Things to Consider...Your Problem
- Do you need to build a custom system?
- Access patterns: 1) A short set of temporal data that tends to be volatile 2) An ever-growing set of data that rarely gets accessed 3) High write loads 4) High throughput, 5) Sequential, 6) Random
- Requires scalability?
- Is availability more important than consistency, or is it latency, transactions, durability, performance, or ease of use?
- Cloud or colo? Hosted services? Resources like disk space?
- Can you find people who know the stack?
- Tired of the data transformation (ORM) treadmill?
- Store data that can be accessed quickly and is used often?
- Would like a high level interface like PaaS?
Things to Consider...Money
- Cost? With money you have different options than if you don't. You can probably make the technologies you know best scale.
- Inexpensive scaling?
- Lower operations cost?
- No sysadmins?
- Type of license?
- Support costs?
Things to Consider...Programming
- Flexible datatypes and schemas?
- Support for which language bindings?
- Web support: JSON, REST, HTTP, JSON-RPC
- Platform support: mobile, workstation, cloud
- Transaction support: key-value, distributed, ACID, BASE, eventual consistency, multi-object ACID transactions.
- Datatype support: graph, key-value, row, column, JSON, document, references, relationships, advanced data structures, large BLOBs.
- Prefer the simplicity of transaction model where you can just update and be done with it? In-memory makes it fast enough and big systems can fit on just a few nodes.
Things to Consider...Performance
- Performance metrics: IOPS/sec, reads, writes, streaming?
- Support for your access pattern: random read/write; sequential read/write; large or small or whatever chunk size you use.
- Are you storing frequently updated bits of data?

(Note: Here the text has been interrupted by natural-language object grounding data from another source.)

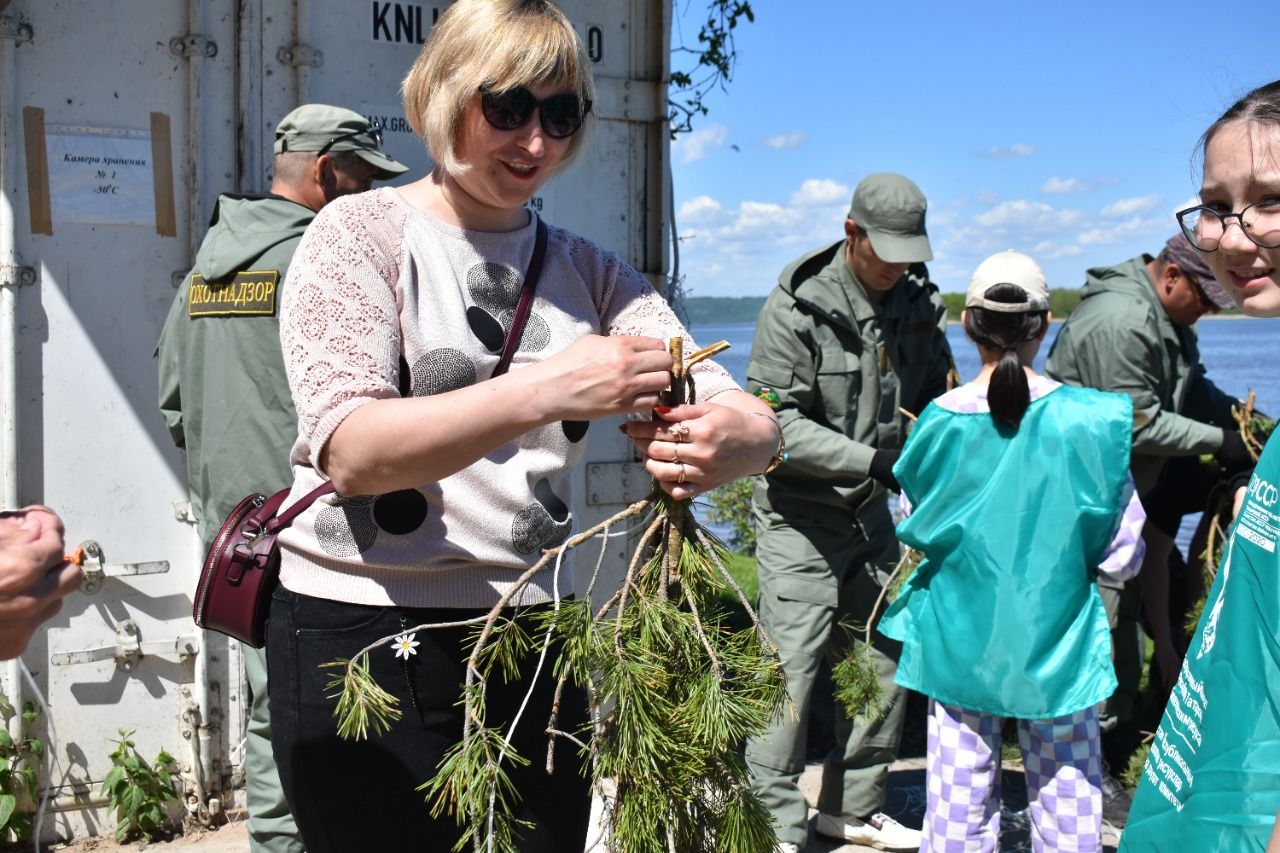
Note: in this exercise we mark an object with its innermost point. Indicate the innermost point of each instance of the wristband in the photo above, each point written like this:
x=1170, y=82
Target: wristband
x=780, y=455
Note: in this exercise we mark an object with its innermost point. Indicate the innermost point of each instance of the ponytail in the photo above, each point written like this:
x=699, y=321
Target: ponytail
x=1009, y=395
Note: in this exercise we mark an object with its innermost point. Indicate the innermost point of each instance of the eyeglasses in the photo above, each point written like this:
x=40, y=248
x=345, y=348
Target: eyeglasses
x=374, y=132
x=560, y=114
x=1205, y=227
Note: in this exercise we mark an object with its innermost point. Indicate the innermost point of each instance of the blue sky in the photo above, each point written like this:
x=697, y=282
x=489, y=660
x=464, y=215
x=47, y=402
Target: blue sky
x=1061, y=129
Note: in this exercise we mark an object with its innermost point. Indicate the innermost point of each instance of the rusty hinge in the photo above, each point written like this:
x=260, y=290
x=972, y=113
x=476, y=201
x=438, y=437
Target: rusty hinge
x=17, y=276
x=192, y=45
x=300, y=54
x=19, y=30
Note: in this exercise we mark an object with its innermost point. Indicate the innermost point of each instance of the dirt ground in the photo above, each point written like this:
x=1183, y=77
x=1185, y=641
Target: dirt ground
x=229, y=838
x=905, y=802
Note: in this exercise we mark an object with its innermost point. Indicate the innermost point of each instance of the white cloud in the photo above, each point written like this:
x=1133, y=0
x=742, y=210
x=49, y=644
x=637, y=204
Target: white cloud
x=1010, y=224
x=1009, y=151
x=696, y=145
x=784, y=141
x=1119, y=232
x=1129, y=206
x=699, y=210
x=819, y=191
x=1055, y=186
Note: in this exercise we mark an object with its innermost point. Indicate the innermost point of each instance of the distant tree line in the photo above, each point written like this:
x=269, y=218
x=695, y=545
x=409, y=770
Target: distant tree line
x=707, y=310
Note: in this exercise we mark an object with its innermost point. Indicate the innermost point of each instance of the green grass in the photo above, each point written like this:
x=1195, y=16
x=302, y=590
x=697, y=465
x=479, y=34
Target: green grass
x=744, y=573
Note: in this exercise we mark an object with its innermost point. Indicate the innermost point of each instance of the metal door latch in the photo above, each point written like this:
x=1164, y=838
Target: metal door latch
x=16, y=28
x=14, y=274
x=300, y=55
x=129, y=648
x=88, y=556
x=192, y=45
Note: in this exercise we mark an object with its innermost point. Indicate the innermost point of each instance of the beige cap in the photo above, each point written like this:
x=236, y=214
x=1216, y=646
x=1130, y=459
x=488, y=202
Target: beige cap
x=1008, y=268
x=320, y=127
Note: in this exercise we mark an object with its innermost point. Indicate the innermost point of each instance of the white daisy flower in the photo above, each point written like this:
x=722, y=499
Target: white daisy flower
x=406, y=644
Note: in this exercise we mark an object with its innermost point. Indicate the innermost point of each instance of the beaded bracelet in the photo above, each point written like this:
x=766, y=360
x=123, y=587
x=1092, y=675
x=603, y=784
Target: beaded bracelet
x=781, y=454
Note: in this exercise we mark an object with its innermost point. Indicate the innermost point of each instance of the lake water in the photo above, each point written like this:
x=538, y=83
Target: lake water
x=1235, y=354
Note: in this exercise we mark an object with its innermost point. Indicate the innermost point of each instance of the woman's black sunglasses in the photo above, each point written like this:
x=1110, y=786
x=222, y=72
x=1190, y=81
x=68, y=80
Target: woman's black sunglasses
x=560, y=114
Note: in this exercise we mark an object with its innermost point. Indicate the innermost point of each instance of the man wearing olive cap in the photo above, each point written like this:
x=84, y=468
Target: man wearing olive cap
x=223, y=391
x=1134, y=333
x=853, y=334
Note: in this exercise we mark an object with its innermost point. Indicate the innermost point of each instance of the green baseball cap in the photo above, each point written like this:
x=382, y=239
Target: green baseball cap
x=891, y=210
x=319, y=127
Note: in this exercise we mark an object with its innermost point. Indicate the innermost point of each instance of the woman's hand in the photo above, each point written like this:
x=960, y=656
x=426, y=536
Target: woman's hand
x=595, y=377
x=33, y=575
x=696, y=447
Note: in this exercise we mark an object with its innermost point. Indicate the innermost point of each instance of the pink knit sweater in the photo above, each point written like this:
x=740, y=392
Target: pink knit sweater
x=375, y=281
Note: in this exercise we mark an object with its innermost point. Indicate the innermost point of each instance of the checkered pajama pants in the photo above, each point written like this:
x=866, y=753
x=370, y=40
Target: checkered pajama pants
x=1064, y=781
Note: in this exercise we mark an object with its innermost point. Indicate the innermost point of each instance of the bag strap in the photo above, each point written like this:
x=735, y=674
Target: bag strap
x=517, y=329
x=526, y=301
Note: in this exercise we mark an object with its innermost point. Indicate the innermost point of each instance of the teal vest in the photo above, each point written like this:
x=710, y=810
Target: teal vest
x=1004, y=616
x=1212, y=779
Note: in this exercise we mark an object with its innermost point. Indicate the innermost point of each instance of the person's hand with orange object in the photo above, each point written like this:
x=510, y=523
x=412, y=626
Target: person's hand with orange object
x=35, y=576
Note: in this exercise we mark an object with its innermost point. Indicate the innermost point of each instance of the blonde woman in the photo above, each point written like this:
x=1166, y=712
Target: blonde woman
x=452, y=480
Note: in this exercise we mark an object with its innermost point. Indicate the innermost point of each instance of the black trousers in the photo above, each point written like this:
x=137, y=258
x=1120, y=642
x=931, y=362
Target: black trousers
x=360, y=796
x=1183, y=489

- High Concurrency vs High Performance?
- Problems that limit the type of work load you care about?
- Peak QPS on highly-concurrent workloads?
- Test your specific scenarios?
Things to Consider...Features
- Spooky scalability at a distance: support across multiple data-centers?
- Ease of installation, configuration, operations, development, deployment, support, manage, upgrade, etc.
- Data Integrity: In DDL, Stored Procedure, or App
- Persistence design: Memtable/SSTable; Apend-only B-tree; B-tree; On-disk linked lists; In-memory replicated; In-memory snapshots; In-memory only; Hash; Pluggable.
- Schema support: none, rigid, optional, mixed
- Storage model: embedded, client/server, distributed, in-memory
- Support for search, secondary indexes, range queries, ad-hoc queries, MapReduce?
- Hitless upgrades?
Things to Consider...More Features
- Tunability of consistency models?
- Tools availability and product maturity?
- Expand rapidly? Develop rapidly? Change rapidly?
- Durability? On power failure?
- Bulk import? Export?
- Hitless upgrades?
- Materialized views for rollups of attributes?
- Built-in web server support?
- Authentication, authorization, validation?
- Continuous write-behind for system sync?
- What is the story for availability, data-loss prevention, backup and restore?
- Automatic load balancing, partitioning, and repartitioning?
- Live addition and removal of machines?
Things to Consider...The Vendor
- Viability of the company?
- Future direction?
- Community and support list quality?
- Support responsiveness?
- How do they handle disasters?
- Quality and quantity of partnerships developed?
- Customer support: enterprise-level SLA, paid support, none